[Date Prev][Date Next][Thread Prev][Thread Next][Date Index][Thread Index]
Re: soft state (was Re: shim6 and bit errors in data packet headers
On 31-mei-2005, at 22:56, Erik Nordmark wrote:
This is the debate about positive vs. negative advise from the ULPs.
Hm, in a binary world saying no or not saying yes are the same
thing... Not sure if there is a big difference here.
Ah - but this is not binary.
A ULP can do three things at any given time:
- provide no advise
- provide positive advise (things are making progress)
- provide negative advise (I see some problems/retransmissions)
(BTW: advise is a verb, advice is a noun.)
Thus the lack of positive advise is not the same as negative advise.
So what we really need is: good / unknown / bad rather than either
good / unknown or bad / unknown.
I want the shim to monitor ULP progress rather than depend on the
actual ULP to provide feedback. The problem with that would be
that in many cases (= 99% of the time when UDP is the payload),
the "real" ULP is implemented in the application.
Adding code in the shim that parses ULP headers to determine
"progress" doesn't make an implementation perform better, and
requiring that the shim understands this for all possible ULPs
(think raw sockets) doesn't make it easier to deploy the shim.
I imagine some optimizations such as recognizing that there is no
reply for TCP ack only packets, but let's ignore those for now.
What I propose is a mechanism that purely looks whether traffic is
flowing in both directions. This doesn't require parsing any headers
except source and destination addresses which the shim must look at
anyway.
A technique based on positive advise from the ULP is robust against
the case when the ULP doesn't provide any advise, since this would
trigger the shim to do it's own data driven probes.
So we can handle the UDP case just fine in this approach. The
positive advise from the ULP is a performance optimization; when
the advise arrives in the shim it removes the need for the shim to
probe.
Yes, but it opens the door for continuous reachability probes, which
is a bad thing because it wastes bandwidth and because it is likely
to detect failures when the link is idle, which we shouldn't do IMO.

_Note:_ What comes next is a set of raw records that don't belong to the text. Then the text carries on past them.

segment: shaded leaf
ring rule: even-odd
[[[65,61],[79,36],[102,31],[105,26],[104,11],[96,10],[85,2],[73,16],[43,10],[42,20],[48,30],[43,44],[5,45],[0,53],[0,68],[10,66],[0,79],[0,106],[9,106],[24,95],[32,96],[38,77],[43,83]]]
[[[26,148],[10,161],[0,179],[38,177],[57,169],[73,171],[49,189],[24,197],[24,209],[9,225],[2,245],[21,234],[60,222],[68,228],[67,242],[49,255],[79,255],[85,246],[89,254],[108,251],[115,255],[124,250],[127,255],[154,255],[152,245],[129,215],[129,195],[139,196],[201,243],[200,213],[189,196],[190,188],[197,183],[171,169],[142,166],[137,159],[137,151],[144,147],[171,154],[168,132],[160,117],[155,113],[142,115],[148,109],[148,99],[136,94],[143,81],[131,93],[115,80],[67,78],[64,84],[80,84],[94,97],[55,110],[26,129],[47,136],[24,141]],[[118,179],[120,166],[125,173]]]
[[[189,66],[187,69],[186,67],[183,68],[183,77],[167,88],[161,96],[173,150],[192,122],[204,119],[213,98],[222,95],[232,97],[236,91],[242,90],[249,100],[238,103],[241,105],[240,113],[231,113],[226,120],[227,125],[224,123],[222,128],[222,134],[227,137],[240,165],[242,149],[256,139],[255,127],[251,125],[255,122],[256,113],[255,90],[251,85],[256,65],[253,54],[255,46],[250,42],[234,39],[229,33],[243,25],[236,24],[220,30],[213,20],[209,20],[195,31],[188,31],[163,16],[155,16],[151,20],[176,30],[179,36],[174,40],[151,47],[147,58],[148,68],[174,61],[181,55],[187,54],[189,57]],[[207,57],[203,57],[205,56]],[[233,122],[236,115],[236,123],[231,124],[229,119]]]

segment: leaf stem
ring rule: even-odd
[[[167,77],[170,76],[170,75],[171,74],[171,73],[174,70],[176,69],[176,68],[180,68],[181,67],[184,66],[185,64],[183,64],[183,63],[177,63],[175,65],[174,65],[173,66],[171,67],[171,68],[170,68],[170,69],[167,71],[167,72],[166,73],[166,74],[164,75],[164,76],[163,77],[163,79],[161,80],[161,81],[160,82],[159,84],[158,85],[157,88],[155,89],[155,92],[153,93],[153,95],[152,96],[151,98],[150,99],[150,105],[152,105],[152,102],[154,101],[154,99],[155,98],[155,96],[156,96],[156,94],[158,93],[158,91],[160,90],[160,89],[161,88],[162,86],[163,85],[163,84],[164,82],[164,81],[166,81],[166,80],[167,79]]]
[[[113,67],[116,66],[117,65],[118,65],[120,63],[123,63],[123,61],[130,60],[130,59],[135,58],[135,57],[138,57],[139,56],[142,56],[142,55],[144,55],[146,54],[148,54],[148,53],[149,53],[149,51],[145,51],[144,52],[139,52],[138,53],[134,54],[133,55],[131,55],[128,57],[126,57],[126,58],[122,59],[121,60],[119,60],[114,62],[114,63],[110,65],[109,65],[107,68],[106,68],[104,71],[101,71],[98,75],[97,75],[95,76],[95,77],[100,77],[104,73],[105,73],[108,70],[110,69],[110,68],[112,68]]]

But how about this: each side tells the other side a timeout value:
after not having seen any traffic from A, B starts probing. Now one
of three situations can happen:
- regular traffic: the timer is restarted before it expires by regular
traffic, so the timer never expires and there are no probes
- irregular traffic: in order to make sure the timer doesn't expire if
there isn't any traffic for some time, the sender injects keepalives
so there are no probes
- no traffic: the sender sets the timer to a very large value or
infinity, so there are no probes
Actual reachability probes sent by the receiving end would pretty
much only happen when there is a failure, and by selecting a good
value for the timer it should be possible to suppress keepalives
pretty much all the time except when traffic volume for a session
changes. At the same time, this allows a large amount of flexibility
for accommodating application needs.
I think this can be implemented fairly efficiently in the shim code
path.
But things are problematic on B, because there isn't an
(efficient) strategy for the TCP on B to generate negative
advise - it doesn't run a retransmit timer.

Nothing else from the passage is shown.